Connecting Tech Pros Worldwide Forums | Help | Site Map

How to group date periods together ?

James Conrad StJohn Foreman
Guest
 
Posts: n/a
#1: Jun 29 '06
[DB2 UDB LUW 8.2.4] I've got bookings per day in a table:

bkgdate bookings company
1/1/06 50 A
2/1/06 45 A
3/1/06 55 A
4/1/06 40 A
5/1/06 30 A
6/1/06 45 A
7/1/06 35 A
....

I want to segment this into blocks of days where there are at least 100
bookings in each block.

So the solution I want is along the lines of

date_segment startdate enddate (bookings)
1 1/1/06 3/1/06 150
2 4/1/06 6/1/06 115
....

So far I've managed to do

SELECT bkgdate, company,
sum(bookings) over (partition by company order by bkgdate) as
cume_bookings
FROM table1

which gives me

bkgdate cume_bookings
1/1/06 50
2/1/06 95
3/1/06 150
4/1/06 190
....

I was thinking about joining this result set to itself, but that
doesn't quite give me the results I want, and the SQL is getting more
and more convoluted. Is there a more obvious way to do this that I'm
missing?

Thanks


JCSJF


Tonkuma
Guest
 
Posts: n/a
#2: Jun 30 '06

re: How to group date periods together ?


I got the result this way. But, I feel it too complex. Althogh, I tried
to simlify or modify some part of this code. I failed to simplify any
more.
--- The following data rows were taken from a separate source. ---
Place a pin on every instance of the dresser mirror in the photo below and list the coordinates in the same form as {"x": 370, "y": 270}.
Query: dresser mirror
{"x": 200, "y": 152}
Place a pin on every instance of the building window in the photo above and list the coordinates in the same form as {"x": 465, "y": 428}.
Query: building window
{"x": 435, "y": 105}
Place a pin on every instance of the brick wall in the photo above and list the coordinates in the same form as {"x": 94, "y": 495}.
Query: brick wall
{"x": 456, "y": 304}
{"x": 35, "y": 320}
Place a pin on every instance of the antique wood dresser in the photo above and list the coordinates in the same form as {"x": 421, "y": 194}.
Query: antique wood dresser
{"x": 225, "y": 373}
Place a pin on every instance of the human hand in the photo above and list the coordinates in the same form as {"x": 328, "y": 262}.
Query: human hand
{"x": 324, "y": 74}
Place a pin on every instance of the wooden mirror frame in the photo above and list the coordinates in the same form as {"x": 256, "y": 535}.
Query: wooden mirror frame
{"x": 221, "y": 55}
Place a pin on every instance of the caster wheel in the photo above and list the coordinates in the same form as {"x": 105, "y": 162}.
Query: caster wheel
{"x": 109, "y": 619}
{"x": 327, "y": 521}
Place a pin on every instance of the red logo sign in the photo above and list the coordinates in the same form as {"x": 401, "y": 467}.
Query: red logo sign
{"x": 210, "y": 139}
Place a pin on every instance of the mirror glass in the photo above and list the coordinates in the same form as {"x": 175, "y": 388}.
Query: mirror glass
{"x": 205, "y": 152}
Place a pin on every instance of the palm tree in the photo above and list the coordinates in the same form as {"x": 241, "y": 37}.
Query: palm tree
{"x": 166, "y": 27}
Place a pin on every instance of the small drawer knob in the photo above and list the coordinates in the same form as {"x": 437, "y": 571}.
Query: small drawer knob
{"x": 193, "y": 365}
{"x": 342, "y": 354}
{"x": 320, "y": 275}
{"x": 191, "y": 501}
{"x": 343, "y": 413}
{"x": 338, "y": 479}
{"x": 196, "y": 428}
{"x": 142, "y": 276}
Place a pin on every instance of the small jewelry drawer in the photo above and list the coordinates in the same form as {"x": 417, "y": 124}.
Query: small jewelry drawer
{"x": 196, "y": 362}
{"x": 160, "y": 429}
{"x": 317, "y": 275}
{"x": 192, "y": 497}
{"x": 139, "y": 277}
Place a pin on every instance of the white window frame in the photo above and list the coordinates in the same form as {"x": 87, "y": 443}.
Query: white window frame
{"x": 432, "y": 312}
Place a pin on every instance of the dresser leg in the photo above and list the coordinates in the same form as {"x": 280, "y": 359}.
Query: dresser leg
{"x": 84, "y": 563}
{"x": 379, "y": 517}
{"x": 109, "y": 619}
Are there anyone who could show more simple or easily
understandable way?

WITH Cum_bookings AS (
SELECT bkgdate
, bookings
, SUM(bookings) OVER(ORDER BY bkgdate
ROWS BETWEEN UNBOUNDED PRECEDING
AND CURRENT ROW
) AS bookings_cum
, ROWNUMBER() OVER(ORDER BY bkgdate) AS rn
FROM Bookings
)
,Ranges AS (
SELECT
MIN(startdate) AS startdate
, MIN(enddate) AS enddate
, MIN(bookings_cum) AS bookings_cum
, MIN(Lrn) AS Lrn
, Hrn
FROM (SELECT MIN(L.bkgdate) AS startdate
, MIN(H.bkgdate) AS enddate
, MIN( H.bookings_cum
- L.bookings_cum
+ L.bookings ) AS bookings_cum
, L.rn AS Lrn
, MIN(H.rn) AS Hrn
FROM Cum_bookings L
, Cum_bookings H
WHERE L.rn < H.rn
AND ( H.bookings_cum
- L.bookings_cum
+ L.bookings ) >= 100
GROUP BY
L.rn
) L
GROUP BY Hrn
)
SELECT INT(ROWNUMBER() OVER(ORDER BY startdate)) AS date_segment
, startdate
, enddate
, bookings_cum AS "(bookings)"
FROM Ranges R
WHERE EXISTS
(SELECT *
FROM Ranges E
WHERE E.Lrn = R.Hrn + 1)
OR EXISTS
(SELECT *
FROM Ranges E
WHERE E.Hrn = R.Lrn - 1)
;
--------------------------------------------------------------------

DATE_SEGMENT STARTDATE ENDDATE (bookings)
------------ ---------- ---------- -----------
1 2006-01-01 2006-03-01 150
2 2006-04-01 2006-06-01 115

2 record(s) selected.

--CELKO--
Guest
 
Posts: n/a
#3: Jun 30 '06

re: How to group date periods together ?


Can we start by putting the date in the proper format?
[color=blue][color=green]
>> bkgdate bookings company[/color][/color]
2006-01-01 50 A
2006-02-01 45 A
2006-03-01 55 A
2006-04-01 40 A
2006-05-01 30 A
2006-06-01 45 A
2006-07-01 35 A
....
I want to segment this into blocks of days where there are at least 100
bookings in each block. <<

What do you do about overlaps and subsets?

2006-01-01 2006-03-01 150
2006-02-01 2006-03-01 100 <== subset of first row
2006-03-01 2006-05-01 125
2006-04-01 2006-06-01 115 <== overlaps following row
2006-05-01 2006-07-01 110
etc.

Likewise, we could get "super blocks" like ('2006-01-01', '2006-04-01')
which meet the criteria, but are not minimal.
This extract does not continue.